I would like to suggest a project: An online database which lists ALL Ars subtilior composers, works, sources - with transcriptions of the works and links to scanned sources. Every work should be analysed very precisely (harmonically, rhythmically, melodically) and described stylistically. All original texts of compositions should be translated into English and supplied with explanatory comments where necessary. All informations about sources, composers etc. which can be gathered from secondary literature should be included. A complete bibliography for Ars subtilior should also be included. Furthermore the cultural context in which the music was placed should be described extensively - with excerpts from contemporaneous textual sources and many illustrations from contemporaneous sources, paintings etc.. Very important would be to include informations about performance practice(s). Such a database would give us a good overview over the Ars subtilior, different styles etc. and perhaps lead to new ascriptions, datings etc.. Later a series of new recordings (which should be IN KEEPING with what we know or deem LIKELY as good performance practice) could be made and maybe even be linked online with the transcriptions.
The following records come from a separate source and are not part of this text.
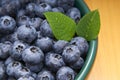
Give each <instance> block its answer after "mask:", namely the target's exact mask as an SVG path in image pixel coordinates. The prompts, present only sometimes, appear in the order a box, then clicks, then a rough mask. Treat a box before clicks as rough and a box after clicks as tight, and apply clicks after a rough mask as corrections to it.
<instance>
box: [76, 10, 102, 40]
mask: <svg viewBox="0 0 120 80" xmlns="http://www.w3.org/2000/svg"><path fill="white" fill-rule="evenodd" d="M99 31H100V15H99V12H98V10H94V11H92V12H89V13H87V14H86V15H85V16H83V17H82V19H81V20H80V21H79V23H78V24H77V27H76V33H77V35H78V36H82V37H84V38H86V39H87V40H88V41H90V40H93V39H96V38H97V36H98V34H99Z"/></svg>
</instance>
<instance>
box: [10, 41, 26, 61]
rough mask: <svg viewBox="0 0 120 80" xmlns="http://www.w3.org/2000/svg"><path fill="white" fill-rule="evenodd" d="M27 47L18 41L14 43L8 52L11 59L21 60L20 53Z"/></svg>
mask: <svg viewBox="0 0 120 80" xmlns="http://www.w3.org/2000/svg"><path fill="white" fill-rule="evenodd" d="M27 46H28V45H27V44H24V43H22V42H20V41H15V42H14V44H13V45H12V49H11V52H10V55H11V57H12V58H14V59H15V60H22V52H23V50H24V49H25V48H26V47H27Z"/></svg>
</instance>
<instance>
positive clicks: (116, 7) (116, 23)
mask: <svg viewBox="0 0 120 80" xmlns="http://www.w3.org/2000/svg"><path fill="white" fill-rule="evenodd" d="M85 2H86V3H87V5H88V6H89V8H90V9H91V10H94V9H99V11H100V16H101V30H100V34H99V43H98V52H97V56H96V59H95V62H94V64H93V67H92V69H91V71H90V73H89V75H88V76H87V78H86V80H120V0H85Z"/></svg>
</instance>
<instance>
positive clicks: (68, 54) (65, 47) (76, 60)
mask: <svg viewBox="0 0 120 80" xmlns="http://www.w3.org/2000/svg"><path fill="white" fill-rule="evenodd" d="M80 55H81V52H80V51H79V49H78V47H77V46H74V45H69V46H66V47H65V48H64V50H63V53H62V57H63V59H64V61H65V62H66V63H68V64H73V63H75V62H76V61H77V60H78V59H79V57H80Z"/></svg>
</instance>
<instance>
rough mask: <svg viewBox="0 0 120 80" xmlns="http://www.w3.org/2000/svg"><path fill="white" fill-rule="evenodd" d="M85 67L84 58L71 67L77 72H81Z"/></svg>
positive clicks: (78, 61) (71, 65)
mask: <svg viewBox="0 0 120 80" xmlns="http://www.w3.org/2000/svg"><path fill="white" fill-rule="evenodd" d="M83 65H84V59H83V58H82V57H80V58H79V60H78V61H76V62H75V63H74V64H72V65H71V66H70V67H71V68H73V69H76V70H79V69H81V68H82V66H83Z"/></svg>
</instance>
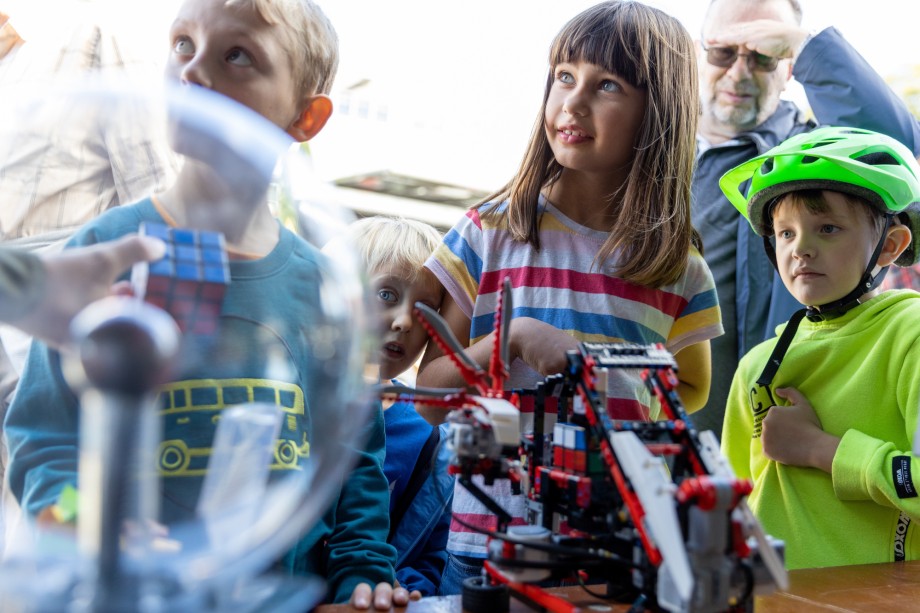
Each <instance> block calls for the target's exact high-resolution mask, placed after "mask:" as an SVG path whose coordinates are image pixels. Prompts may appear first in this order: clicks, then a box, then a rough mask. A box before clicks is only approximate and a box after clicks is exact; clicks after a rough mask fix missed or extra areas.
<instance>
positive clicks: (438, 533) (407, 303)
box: [349, 216, 453, 596]
mask: <svg viewBox="0 0 920 613" xmlns="http://www.w3.org/2000/svg"><path fill="white" fill-rule="evenodd" d="M349 235H350V236H351V238H352V239H353V241H354V243H355V246H356V247H357V249H358V253H359V255H360V257H361V259H362V261H363V263H364V266H365V270H366V271H367V275H368V277H369V280H370V285H371V290H372V291H373V293H374V296H375V302H376V304H377V305H378V314H379V317H380V320H379V323H380V326H379V328H380V334H381V346H380V352H379V354H378V356H377V361H378V365H379V369H380V370H379V377H380V380H381V382H383V383H384V384H387V383H388V382H392V384H394V385H405V384H404V383H402V382H401V381H399V380H398V379H397V377H399V376H400V375H402V374H405V373H409V372H410V371H411V369H412V367H413V366H414V365H415V363H416V362H417V360H418V358H419V356H421V355H422V351H424V349H425V347H426V345H427V344H428V333H427V332H426V331H425V328H424V327H423V326H422V324H421V323H420V322H419V321H418V320H417V318H416V316H415V313H414V309H415V304H416V303H419V302H420V303H422V304H424V305H426V306H428V307H430V308H432V309H434V310H435V311H437V310H438V309H439V308H440V306H441V298H442V294H443V290H442V289H441V284H440V283H438V280H437V279H435V277H434V275H432V274H431V273H430V272H429V271H428V269H426V268H425V266H424V264H425V260H427V259H428V257H429V256H430V255H431V253H432V252H433V251H434V250H435V249H436V248H437V246H438V245H439V244H440V242H441V234H440V233H439V232H438V231H437V230H436V229H435V228H433V227H432V226H430V225H428V224H426V223H423V222H420V221H415V220H412V219H405V218H398V217H384V216H375V217H367V218H364V219H360V220H358V221H356V222H354V223H353V224H351V226H349ZM413 379H414V377H413ZM407 391H409V390H407ZM383 408H384V413H383V417H384V422H385V423H386V436H387V444H386V449H387V451H386V460H385V462H384V465H383V469H384V473H386V476H387V480H388V481H389V483H390V537H389V542H390V543H391V544H392V545H393V546H394V547H396V555H397V561H396V578H397V580H398V581H399V584H400V585H401V586H403V587H405V588H406V589H408V590H410V592H418V594H419V595H420V596H435V595H437V593H438V587H439V585H440V583H441V573H442V571H443V570H444V564H445V563H446V562H447V550H446V549H445V548H446V546H447V534H448V530H449V528H450V502H451V499H452V498H453V477H452V476H451V475H449V474H448V472H447V466H448V464H449V462H450V452H449V451H448V449H447V445H444V444H443V441H446V440H447V428H448V426H447V424H442V425H441V426H439V427H433V426H431V425H430V424H428V422H426V421H425V420H424V419H423V418H422V417H421V416H420V415H419V414H418V413H417V412H416V410H415V405H414V403H413V402H411V401H407V400H403V399H398V400H396V401H394V400H392V399H390V400H384V403H383Z"/></svg>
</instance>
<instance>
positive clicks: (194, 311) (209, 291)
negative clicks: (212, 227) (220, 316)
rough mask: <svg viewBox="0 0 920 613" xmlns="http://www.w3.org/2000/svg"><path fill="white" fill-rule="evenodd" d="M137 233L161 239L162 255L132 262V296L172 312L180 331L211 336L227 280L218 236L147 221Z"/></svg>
mask: <svg viewBox="0 0 920 613" xmlns="http://www.w3.org/2000/svg"><path fill="white" fill-rule="evenodd" d="M139 233H140V234H144V235H147V236H153V237H156V238H159V239H160V240H162V241H163V242H164V243H166V255H165V256H164V257H163V259H161V260H157V261H155V262H149V263H147V262H142V263H140V264H136V265H135V266H134V269H133V270H132V272H131V283H132V285H133V286H134V293H135V295H137V296H138V297H140V298H143V299H144V300H146V301H147V302H149V303H151V304H153V305H156V306H158V307H160V308H161V309H163V310H164V311H166V312H167V313H169V314H170V315H172V317H173V319H175V320H176V323H177V324H178V325H179V329H180V330H182V332H183V333H192V334H202V335H207V334H213V333H214V332H215V330H216V329H217V322H218V320H219V318H220V310H221V304H222V303H223V299H224V294H225V293H226V291H227V285H228V284H229V283H230V263H229V259H228V257H227V249H226V244H225V242H224V235H223V234H221V233H219V232H205V231H199V230H188V229H181V228H171V227H169V226H166V225H163V224H157V223H149V222H144V223H142V224H141V226H140V229H139Z"/></svg>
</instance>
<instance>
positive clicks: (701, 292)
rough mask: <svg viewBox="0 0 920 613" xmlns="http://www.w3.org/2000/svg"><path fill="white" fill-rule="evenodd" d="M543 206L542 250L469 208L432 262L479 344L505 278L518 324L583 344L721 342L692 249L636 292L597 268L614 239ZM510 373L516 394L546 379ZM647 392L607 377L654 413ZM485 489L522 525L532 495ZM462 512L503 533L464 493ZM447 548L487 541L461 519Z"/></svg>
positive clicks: (623, 399) (540, 376) (496, 301)
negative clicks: (592, 342) (460, 520)
mask: <svg viewBox="0 0 920 613" xmlns="http://www.w3.org/2000/svg"><path fill="white" fill-rule="evenodd" d="M501 206H505V205H501ZM540 207H541V209H542V215H540V221H539V232H540V245H541V247H540V250H536V249H534V248H533V247H532V246H531V245H529V244H527V243H522V242H518V241H515V240H514V239H513V238H512V237H511V235H510V233H509V232H508V228H507V223H506V221H505V220H504V218H502V219H499V220H484V219H483V218H481V217H480V215H479V211H478V210H470V211H469V212H468V213H467V214H466V216H464V217H463V218H462V219H461V220H460V221H459V222H458V223H457V224H456V225H455V226H454V227H453V228H452V229H451V230H450V231H449V232H448V233H447V235H446V236H445V237H444V242H443V243H442V244H441V245H440V246H439V247H438V249H437V250H436V251H435V252H434V254H432V256H431V258H430V259H429V260H428V261H427V262H426V266H427V267H428V268H429V269H431V270H432V272H433V273H434V274H435V275H436V276H437V277H438V279H439V280H440V281H441V283H442V284H443V285H444V287H445V288H446V289H447V291H448V292H449V293H450V295H451V297H452V298H453V299H454V301H455V302H456V303H457V304H458V306H459V307H460V308H461V309H462V310H463V312H464V313H465V314H466V315H468V316H469V317H470V344H471V345H472V344H473V343H475V342H477V341H478V340H479V339H481V338H483V337H485V336H487V335H488V334H489V333H490V332H491V331H492V329H493V327H494V323H495V308H496V306H497V303H498V299H499V296H500V294H501V288H502V284H503V281H504V279H505V278H506V277H507V278H510V279H511V285H512V304H513V312H512V317H533V318H535V319H539V320H541V321H543V322H546V323H549V324H552V325H553V326H555V327H556V328H559V329H561V330H565V331H567V332H569V333H571V334H572V335H573V336H574V337H575V338H577V339H578V340H580V341H590V342H633V343H642V344H649V343H663V344H664V346H665V347H666V348H667V349H668V350H669V351H671V353H676V352H677V351H679V350H680V349H683V348H684V347H687V346H689V345H692V344H695V343H698V342H702V341H705V340H709V339H711V338H713V337H716V336H718V335H720V334H722V331H723V330H722V323H721V316H720V313H719V304H718V298H717V297H716V291H715V284H714V282H713V279H712V274H711V273H710V271H709V267H708V266H707V265H706V262H705V261H704V260H703V258H702V256H701V255H700V254H699V252H698V251H697V250H696V249H694V248H691V250H690V254H689V261H688V265H687V269H686V272H685V273H684V275H683V277H681V278H680V279H679V280H678V281H677V282H676V283H674V284H672V285H668V286H664V287H661V288H658V289H653V288H649V287H644V286H641V285H636V284H634V283H630V282H628V281H624V280H622V279H619V278H617V277H614V276H612V275H610V274H605V273H603V272H600V271H598V269H597V267H596V266H594V258H595V255H596V254H597V253H598V251H599V250H600V248H601V245H603V243H604V242H605V241H606V239H607V237H608V234H607V233H606V232H600V231H597V230H592V229H590V228H586V227H584V226H582V225H580V224H577V223H575V222H574V221H572V220H571V219H569V218H567V217H566V216H565V215H563V214H562V213H561V212H560V211H559V210H558V209H556V208H555V207H554V206H553V205H552V204H551V203H549V202H548V201H547V200H545V199H543V198H541V200H540ZM510 371H511V376H510V379H509V381H508V387H510V388H532V387H534V385H535V384H536V383H537V382H539V381H541V380H542V379H543V378H542V377H541V376H540V375H539V373H537V372H536V371H534V370H533V369H531V368H530V367H528V366H527V365H526V364H524V363H523V362H522V361H520V360H515V362H514V363H513V364H511V368H510ZM644 390H645V388H644V386H642V385H641V382H640V381H639V380H638V373H629V374H627V373H618V376H611V377H608V389H607V394H608V397H614V398H615V397H619V398H620V399H621V400H623V401H627V402H633V403H638V404H639V405H644V406H646V407H647V406H648V405H649V403H648V400H647V398H645V397H644V393H645V392H644ZM608 406H609V405H608ZM646 410H647V409H646ZM614 417H616V416H614ZM652 417H653V418H654V417H655V411H654V410H653V411H652ZM522 421H525V420H523V419H522ZM525 423H532V422H525ZM480 483H481V482H480ZM485 489H486V491H487V492H489V493H490V495H492V496H493V497H494V498H495V499H496V501H497V502H498V503H499V504H501V505H502V507H504V508H505V509H506V510H507V511H509V512H510V513H511V515H512V516H513V517H515V521H514V523H523V519H522V518H523V511H524V501H523V497H522V496H513V495H511V490H510V485H509V483H508V482H507V481H506V480H500V481H497V482H496V483H495V485H494V486H492V487H486V488H485ZM453 512H454V514H455V517H458V516H459V518H461V519H462V520H463V521H465V522H466V523H469V524H472V525H474V526H479V527H481V528H493V527H494V526H495V518H494V516H492V515H491V514H489V513H488V511H487V510H486V509H485V507H484V506H483V505H482V504H481V503H479V501H477V500H476V499H475V498H473V496H472V495H471V494H469V492H467V491H466V489H465V488H463V487H462V486H459V485H457V486H456V488H455V492H454V502H453ZM447 549H448V551H450V552H451V553H453V554H457V555H464V556H471V557H482V558H484V557H485V556H486V536H485V535H484V534H480V533H477V532H474V531H471V530H470V529H468V528H466V527H465V526H462V525H461V524H460V523H458V522H457V521H453V522H452V523H451V532H450V537H449V539H448V545H447Z"/></svg>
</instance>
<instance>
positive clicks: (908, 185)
mask: <svg viewBox="0 0 920 613" xmlns="http://www.w3.org/2000/svg"><path fill="white" fill-rule="evenodd" d="M748 180H750V186H749V187H748V190H747V194H746V195H745V194H744V193H743V191H742V190H743V189H744V184H745V183H746V182H747V181H748ZM719 187H721V188H722V192H723V193H724V194H725V196H726V197H727V198H728V200H729V202H731V203H732V204H733V205H734V206H735V208H736V209H738V211H740V212H741V214H742V215H744V217H745V218H747V220H748V221H749V222H750V224H751V227H752V228H753V229H754V231H755V232H757V234H759V235H761V236H767V234H768V232H767V227H768V223H767V221H768V220H766V219H765V218H764V211H765V210H768V209H769V205H770V204H771V203H772V202H773V201H774V200H775V199H776V198H778V197H780V196H782V195H783V194H786V193H788V192H792V191H798V190H803V189H826V190H832V191H837V192H842V193H846V194H851V195H854V196H857V197H859V198H862V199H864V200H866V201H867V202H869V203H870V204H871V205H872V206H874V207H876V208H878V209H879V211H881V212H882V213H884V214H886V215H896V214H899V213H903V215H901V216H900V217H901V218H902V219H903V218H904V217H906V223H907V225H908V227H909V228H910V231H911V234H912V235H913V236H912V240H911V244H910V246H909V247H908V248H907V249H906V250H905V251H904V253H902V254H901V256H900V257H898V259H897V260H896V261H895V264H897V265H899V266H910V265H911V264H915V263H916V262H917V261H918V260H920V165H918V164H917V160H916V159H915V158H914V155H913V153H911V151H910V150H909V149H908V148H907V147H905V146H904V145H903V144H901V143H900V142H898V141H896V140H895V139H893V138H891V137H890V136H886V135H884V134H879V133H878V132H872V131H870V130H862V129H858V128H838V127H824V128H818V129H816V130H813V131H811V132H805V133H803V134H799V135H797V136H793V137H792V138H790V139H788V140H786V141H785V142H783V143H781V144H779V145H777V146H776V147H774V148H773V149H770V150H769V151H767V152H766V153H764V154H763V155H759V156H757V157H755V158H753V159H752V160H749V161H748V162H745V163H743V164H741V165H739V166H737V167H735V168H733V169H731V170H729V171H728V172H726V173H725V174H724V175H723V176H722V178H721V179H719Z"/></svg>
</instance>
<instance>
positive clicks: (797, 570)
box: [317, 561, 920, 613]
mask: <svg viewBox="0 0 920 613" xmlns="http://www.w3.org/2000/svg"><path fill="white" fill-rule="evenodd" d="M548 591H550V592H551V593H553V594H556V595H558V596H561V597H563V598H566V599H567V600H571V601H572V602H573V603H575V604H577V605H579V606H580V607H582V608H583V609H585V610H586V611H588V612H598V613H619V612H621V611H627V610H628V609H629V605H628V604H621V603H610V602H608V601H604V600H598V599H595V598H592V597H591V596H589V595H588V594H587V593H586V592H585V591H584V590H582V589H581V588H580V587H563V588H554V589H550V590H548ZM914 610H916V611H920V561H917V562H904V563H896V564H868V565H864V566H838V567H834V568H812V569H807V570H795V571H791V572H790V573H789V590H788V591H786V592H774V593H773V594H770V595H769V596H757V597H756V598H755V600H754V611H755V613H802V612H805V611H809V612H810V611H818V612H821V611H834V612H836V613H845V612H852V613H869V612H872V613H886V612H889V611H891V612H900V611H914ZM399 611H400V612H403V611H404V612H405V613H463V611H462V609H461V606H460V597H459V596H447V597H437V598H423V599H422V600H419V601H417V602H412V603H409V606H408V607H405V608H404V609H399ZM530 611H531V609H530V608H528V607H527V606H526V605H524V604H523V603H521V602H520V601H519V600H517V599H515V598H514V597H512V598H511V613H529V612H530ZM355 612H356V610H355V609H352V608H351V607H349V606H348V605H326V606H322V607H319V608H318V609H317V613H355ZM363 613H367V612H363ZM371 613H374V612H373V611H371Z"/></svg>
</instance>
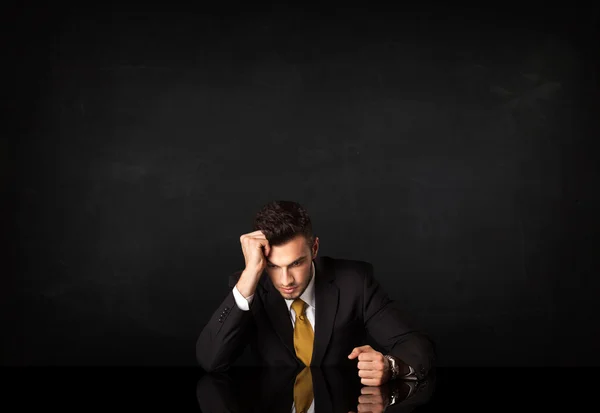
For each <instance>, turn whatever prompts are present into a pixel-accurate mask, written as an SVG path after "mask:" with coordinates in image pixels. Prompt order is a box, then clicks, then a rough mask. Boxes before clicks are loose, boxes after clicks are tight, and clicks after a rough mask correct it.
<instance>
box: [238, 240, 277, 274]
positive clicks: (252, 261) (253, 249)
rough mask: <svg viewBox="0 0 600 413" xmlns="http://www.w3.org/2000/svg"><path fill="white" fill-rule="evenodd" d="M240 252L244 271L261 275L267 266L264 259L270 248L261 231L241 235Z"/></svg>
mask: <svg viewBox="0 0 600 413" xmlns="http://www.w3.org/2000/svg"><path fill="white" fill-rule="evenodd" d="M240 244H242V252H243V253H244V260H245V261H246V270H247V271H249V272H252V273H258V274H260V273H262V272H263V270H264V269H265V267H266V266H267V259H266V257H268V256H269V253H270V252H271V246H270V245H269V241H267V237H266V236H265V234H264V233H263V232H262V231H254V232H250V233H248V234H243V235H242V236H241V237H240Z"/></svg>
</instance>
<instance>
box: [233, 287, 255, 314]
mask: <svg viewBox="0 0 600 413" xmlns="http://www.w3.org/2000/svg"><path fill="white" fill-rule="evenodd" d="M233 298H234V299H235V303H236V304H237V306H238V308H239V309H240V310H243V311H248V310H250V304H251V303H252V299H253V298H254V294H252V295H251V296H250V297H248V298H246V297H244V296H243V295H242V293H240V292H239V291H238V289H237V286H234V287H233Z"/></svg>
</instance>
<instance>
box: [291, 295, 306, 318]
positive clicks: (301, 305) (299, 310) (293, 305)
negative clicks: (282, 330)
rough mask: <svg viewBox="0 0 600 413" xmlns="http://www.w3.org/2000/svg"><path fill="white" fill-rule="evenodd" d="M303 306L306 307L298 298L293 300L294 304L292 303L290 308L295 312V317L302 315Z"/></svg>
mask: <svg viewBox="0 0 600 413" xmlns="http://www.w3.org/2000/svg"><path fill="white" fill-rule="evenodd" d="M305 305H306V303H305V302H304V301H303V300H302V299H300V298H296V299H295V300H294V302H293V303H292V308H293V309H294V311H295V312H296V316H300V315H302V314H304V307H305Z"/></svg>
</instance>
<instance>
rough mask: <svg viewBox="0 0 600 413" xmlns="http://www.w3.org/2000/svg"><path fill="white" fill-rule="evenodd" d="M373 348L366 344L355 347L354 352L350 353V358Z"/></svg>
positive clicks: (348, 354) (372, 349) (360, 353)
mask: <svg viewBox="0 0 600 413" xmlns="http://www.w3.org/2000/svg"><path fill="white" fill-rule="evenodd" d="M371 350H373V348H372V347H371V346H369V345H366V346H360V347H355V348H354V349H353V350H352V352H351V353H350V354H348V358H349V359H353V358H356V357H357V356H358V355H359V354H361V353H363V352H366V351H371Z"/></svg>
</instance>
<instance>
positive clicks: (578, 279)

Other groups of musicologists could do the same thing for Ars antiqua, Ars nova and Trecento.
The great advantage of online databases is of course that they can always be updated (so new discoveries can always be included) and corrected: Once a certain degree of completeness has been reached these databases could be printed as exhaustive monographs.
Festina lente!
Christoph Dohrmann
Replies
Please be patient since plans are already afoot for a community-base project. In the meanwhile, I'm sure you know of the Medieval Music Database.
http://www.lib.latrobe.edu.au/MMDB/
And Je chante ung chant
http://jechante.exeter.ac.uk/archive/
And the good work of Gilles Dulong and Oliver Huck.
JS
A starting point could be Uri Smilansky's dissertation, which gives a comprehensive overview of styles and sources in Ars Subtilior music: Uri Smilansy: Rethinking Ars Subtilior: Context, Language, Study and Performance, PhD Diss. University of Exeter 2010.